5 training steps to improve office communication


5 training steps to improve office communication

One of the most important things any business organization can do is make sure its internal and external communication efforts are as seamless as possible. When this is a top priority for a company, the number of misunderstandings that can cause project delays, or work to be done improperly, are kept to a minimum. That, in turn, means there's less backtracking and everyone is maximizing their time on an ongoing basis.

What can you do to make this ideal part of your communications training? We have some suggestions:

1) Assess your current situation

Even before you begin training, you want to make sure that everyone is on common ground and pulling in the same direction, according to Axero Solutions. Put another way, you have to know what your current comms processes look like — and how they may be at least somewhat inefficient — before you can start training for more effective efforts. As such, a thorough review is necessary and will inform next steps as you build out your communications training efforts.

2) Ensure everyone is fully familiar with your software

Often, people come to your company with plenty of experience using all kinds of business software, but if it's not the kind your company uses regularly, all those skills may not be particularly helpful, Axero Solutions noted. Whatever platforms you use for inter-office or even external communications, make sure all employees have a base level of comfort and can effectively use all the features they need.

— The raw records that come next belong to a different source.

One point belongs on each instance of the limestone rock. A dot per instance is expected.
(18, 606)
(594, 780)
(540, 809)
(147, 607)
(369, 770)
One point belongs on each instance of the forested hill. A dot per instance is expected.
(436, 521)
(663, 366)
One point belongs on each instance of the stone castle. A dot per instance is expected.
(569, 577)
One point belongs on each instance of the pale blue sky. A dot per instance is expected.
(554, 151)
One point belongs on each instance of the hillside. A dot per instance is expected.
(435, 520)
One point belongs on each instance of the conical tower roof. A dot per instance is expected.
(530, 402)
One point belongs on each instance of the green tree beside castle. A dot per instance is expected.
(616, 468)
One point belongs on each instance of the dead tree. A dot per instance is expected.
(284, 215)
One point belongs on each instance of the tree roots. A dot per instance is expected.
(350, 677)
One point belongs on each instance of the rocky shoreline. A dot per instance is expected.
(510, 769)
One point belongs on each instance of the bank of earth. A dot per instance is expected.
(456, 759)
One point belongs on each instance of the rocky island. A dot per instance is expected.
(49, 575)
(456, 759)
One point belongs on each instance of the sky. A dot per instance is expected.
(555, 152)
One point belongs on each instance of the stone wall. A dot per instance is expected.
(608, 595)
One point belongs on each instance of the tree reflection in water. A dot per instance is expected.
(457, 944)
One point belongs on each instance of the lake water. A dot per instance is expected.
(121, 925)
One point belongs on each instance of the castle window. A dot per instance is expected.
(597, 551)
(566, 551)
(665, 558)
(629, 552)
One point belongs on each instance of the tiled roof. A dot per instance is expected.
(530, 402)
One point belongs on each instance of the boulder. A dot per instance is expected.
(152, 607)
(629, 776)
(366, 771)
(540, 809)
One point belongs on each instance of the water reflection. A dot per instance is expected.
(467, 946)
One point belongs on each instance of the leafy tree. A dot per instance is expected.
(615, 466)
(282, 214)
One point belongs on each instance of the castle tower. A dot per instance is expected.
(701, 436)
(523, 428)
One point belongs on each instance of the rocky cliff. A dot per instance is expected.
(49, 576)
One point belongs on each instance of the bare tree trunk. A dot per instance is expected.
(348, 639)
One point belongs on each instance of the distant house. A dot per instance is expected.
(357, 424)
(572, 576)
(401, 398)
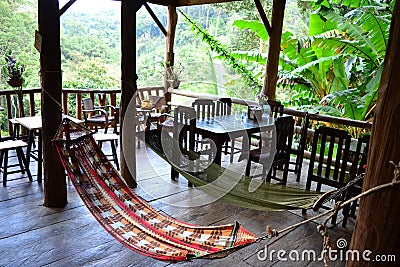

3) Make documents easily accessible to those who need them

One of the biggest communications breakdowns for businesses is when they need to be able to access a critical document but cannot do so quickly or easily, according to Syndeo. When there are, perhaps, a relatively small number of physical copies available, or data is siloed off digitally and necessary stakeholders don't have the right permissions, that creates needless back and forth that's better off avoided before it arises.

4) Make it a culture issue

Many people want to keep working the way they've always worked, and that may include being resistant to following new training about more effective communications, Syndeo advised. However, if you highlight why this kind of change to a more effective approach is a net benefit for all involved, you're more likely to get the buy-in you need to succeed. When you tie proper communication to your overall company culture, everyone knows what to expect from one another.

5) Encourage openness about sharing information

While total transparency is difficult to achieve, encourage your employees to continually share information and documents about their progress on a given project, according to Jostle. This way, no one has to chase down mission-critical details, and it's all stored in a repository that everyone knows about and can access. Training workers to be more proactive about this kind of effort will help them get used to the change, but eventually change their behaviors to the point that the new and improved approach is second nature.